Ambrose Evans-Pritchard in the Telegraph on Thursday was one of the first mainstream journalists to point out the grim corollary between oil depletion and famine. He quotes Jeff Currie of US investment bank Goldman Sachs:
"We have never seen this before when commodity prices were already at record highs. Over the next 18 to 36 months we are probably going into crisis mode across the commodity complex.
The key is going to be agriculture. China is terrified of the current situation. It has real physical shortages," he said, referencing China still having memories of starvation in the 1960s seared in its collective mind...."
The graph in the article showing the projected increase of land use for biofuels gives a stark picture of how biofuels made from grain, oil seed and sugar are drawing away food supplies at a time when the population of the world is still expanding by 70 million a year. Goldman Sachs forecasts that oil will be priced at $105 a barrel by the end of 2008.

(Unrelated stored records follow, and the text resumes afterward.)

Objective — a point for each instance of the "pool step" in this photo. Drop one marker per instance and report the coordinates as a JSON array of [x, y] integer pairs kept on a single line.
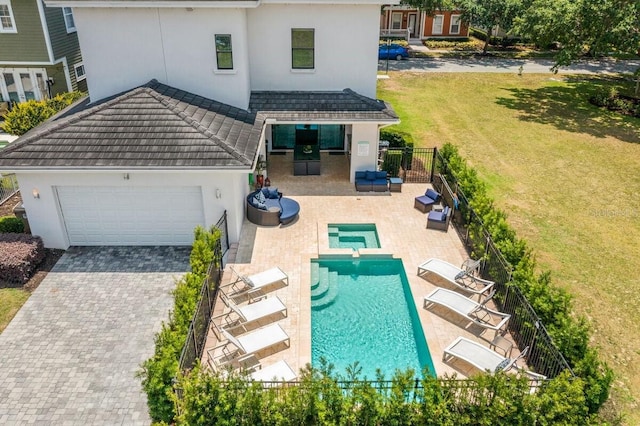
[[321, 287], [330, 296], [315, 275]]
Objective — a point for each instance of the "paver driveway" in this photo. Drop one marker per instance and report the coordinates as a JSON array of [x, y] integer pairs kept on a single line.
[[71, 354]]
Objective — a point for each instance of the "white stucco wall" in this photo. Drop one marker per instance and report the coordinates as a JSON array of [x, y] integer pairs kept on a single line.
[[46, 221], [363, 134], [126, 47], [346, 47]]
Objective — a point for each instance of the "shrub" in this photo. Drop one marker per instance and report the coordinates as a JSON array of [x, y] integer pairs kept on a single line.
[[20, 254], [391, 164], [11, 224], [396, 138], [159, 372], [27, 115], [319, 399], [552, 304]]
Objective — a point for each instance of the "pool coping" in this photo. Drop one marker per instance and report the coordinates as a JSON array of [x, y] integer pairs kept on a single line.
[[324, 249]]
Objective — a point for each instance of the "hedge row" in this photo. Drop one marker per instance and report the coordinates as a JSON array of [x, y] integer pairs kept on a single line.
[[552, 304], [27, 115], [320, 399], [159, 372], [20, 254], [393, 160]]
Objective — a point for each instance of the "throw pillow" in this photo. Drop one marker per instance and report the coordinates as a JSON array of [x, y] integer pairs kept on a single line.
[[503, 365], [432, 194], [273, 193], [259, 204]]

Meanwhile, DEFRA is increasingly deprived of funding and the UK government is shrugging off its responsibility towards home grown food, farming and food safety. Relying on cheap imports that may become ever scarcer seems unwise.

One sure sign of the coming world food crisis brought on by environmental problems and increasingly scarce water supplies is the ever reducing major grain supplies - and China's present trauma.

The monetary system upon which Mr Brown relies is really just a reflection of our energy system and that is designed for one thing: growth. Growth requires a constantly increasing supply of energy. And now, peak oil is more and more referred to by those who pooh-poohed it only a few months ago. The dash to produce biofuels is pushing up food prices and, it seems, even adding to carbon emissions - as do giant wind turbines.





In denial of the urgent challenges
The report, Realizing Britain's Potential: Future Strategic Challenges for Britain purports to "outline the key long-term strategic challenges facing the UK"
Gordon Brown says,
" the real success stories in the coming years will be those nations that harness the skills of their people, attracting more than their share of the top global jobs and mobilizing the talents of all. I have referred to this as the Skills Race - a race we can win, and we must win."
As the world lurches towards recession (quite impervious to the pronouncements of the Prime Minister), we do indeed need fast, urgent action - but cooperative action, not a race. It's going to take more than "top, global jobs"; it is going to take a new direction from the bottom up.

To deny the desperate real global challenges faced by human beings in Britain as well as worldwide - energy, food and the environment - is simply to hasten civilisation's destruction. We have never been so urgently in need of good, safe, home grown food (and never less in need of empty political rhetoric harking back to a system that is more and more irrelevant.)